Russian Bureau of the Central Committee of the Russian Social

Russian Bureau of the Central Committee of the Russian Social Democratic Labor Party

 

(RSDLP), an all-party body made up of members of the Central Committee and functioning from 1903 to 1917. The bureau guided the practical work of local party organizations in Russia, set up underground presses, and published illegal literature. It was founded in Kiev after the Second Congress of the RSDLP in 1903. In 1904 it was located in Moscow and from 1905 in St. Petersburg.

Among the first members of the Russian Bureau were G. M. Krzhizhanovskii and V. A. Noskov, who co-opted F. V. Gusarov, R. S. Zemliachka, L. B. Krasin, and M. M. Essen. Later members included A. A. Bogdanov, F. I. Goloshchekin, I. F. Dubrovinskii, K. S. Eremeev, P. A. Zalutskii, M. I. Kalinin, V. M. Molotov, M. K. Muranov, V. P. Nogin, G. K. Ordzhonikidze, G. I. Petrovskii, D. S. Postolovskii, Ia. M. Sverdlov, S. S. Spandarian, J. V. Stalin, and E. D. Stasova.

The Russian Bureau comprised organizational, technical, financial-commissary, and military subgroups and a coordinating executive commission.

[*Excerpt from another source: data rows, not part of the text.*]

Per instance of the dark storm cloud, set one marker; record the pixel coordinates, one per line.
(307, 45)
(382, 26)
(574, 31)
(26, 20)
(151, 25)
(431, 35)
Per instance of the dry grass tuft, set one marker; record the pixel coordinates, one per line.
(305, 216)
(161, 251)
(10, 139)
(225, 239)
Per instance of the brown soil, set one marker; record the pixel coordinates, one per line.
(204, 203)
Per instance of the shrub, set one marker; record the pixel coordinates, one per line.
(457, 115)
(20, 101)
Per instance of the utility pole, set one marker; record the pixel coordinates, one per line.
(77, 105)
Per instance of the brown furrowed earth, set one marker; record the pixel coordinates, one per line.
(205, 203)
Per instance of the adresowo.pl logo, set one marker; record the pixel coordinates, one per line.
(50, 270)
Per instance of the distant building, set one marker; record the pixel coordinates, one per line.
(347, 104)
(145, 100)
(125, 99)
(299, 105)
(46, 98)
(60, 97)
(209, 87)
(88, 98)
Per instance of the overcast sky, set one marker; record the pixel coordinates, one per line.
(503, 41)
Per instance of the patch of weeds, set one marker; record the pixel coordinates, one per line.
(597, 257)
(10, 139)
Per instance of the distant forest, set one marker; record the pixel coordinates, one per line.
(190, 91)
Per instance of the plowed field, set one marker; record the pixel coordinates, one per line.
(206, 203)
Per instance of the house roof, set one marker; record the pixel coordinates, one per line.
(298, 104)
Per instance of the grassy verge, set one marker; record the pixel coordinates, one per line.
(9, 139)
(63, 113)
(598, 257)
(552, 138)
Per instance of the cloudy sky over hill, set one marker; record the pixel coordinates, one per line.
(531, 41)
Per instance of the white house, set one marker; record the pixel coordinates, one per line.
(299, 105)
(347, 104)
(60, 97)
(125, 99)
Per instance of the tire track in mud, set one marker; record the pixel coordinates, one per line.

Lenin had headed the foreign section of the Central Committee of the RSDLP; after his arrival in Russia in November 1905 the functions of the Russian Bureau came under the jurisdiction of the Central Committee of the RSDLP. In the period of reaction (1907–10), the bureau resumed its work, but it soon ceased operation because of the arrest of many of its members and the sabotage carried out by members who were Menshevik-Liquidators.

The Central Committee elected at the Sixth (Prague) All-Russian Conference of the RSDLP in 1912 reestablished the Russian Bureau, whose activities were directed from abroad by Lenin. With the beginning of World War I, the members of the bureau were arrested and the bureau temporarily ceased to exist; it was restored in 1915. The bureau achieved substantial results in rallying the Bolsheviks around Lenin’s slogans for fighting against the imperialist war. Members of the St. Petersburg committee of the RSDLP took an active part in the work of the bureau. During the February Revolution of 1917, the Russian Bureau, together with the Petrograd Bolsheviks, led the revolutionary actions of the workers. On Feb. 27 (Mar. 12), 1917, the bureau issued the manifesto of the Central Committee To All Citizens of Russia, announcing the overthrow of autocracy and the victory of the bourgeois-democratic revolution. In March 1917 the Russian Bureau led the struggle for the destruction of the old order and the consolidation of the gains of the revolution. By decision of the bureau, publication of the newspaper Pravda resumed on Mar. 5 (18), 1917. The Russian Bureau ceased to exist in April 1917 with the election by the Seventh (April) All-Russian Conference of the RSDLP(B) of a new Central Committee able to function legally inside Russia.

REFERENCES

Lenin, V. I. Poln. sobr. soch., 5th ed. (See Index volume, part 1, p. 271.)
Moskalev, M. Biuro Tsentral’nogo Komiteta RSDRP v Rossii (avg. 1903-mart 1917). Moscow, 1964.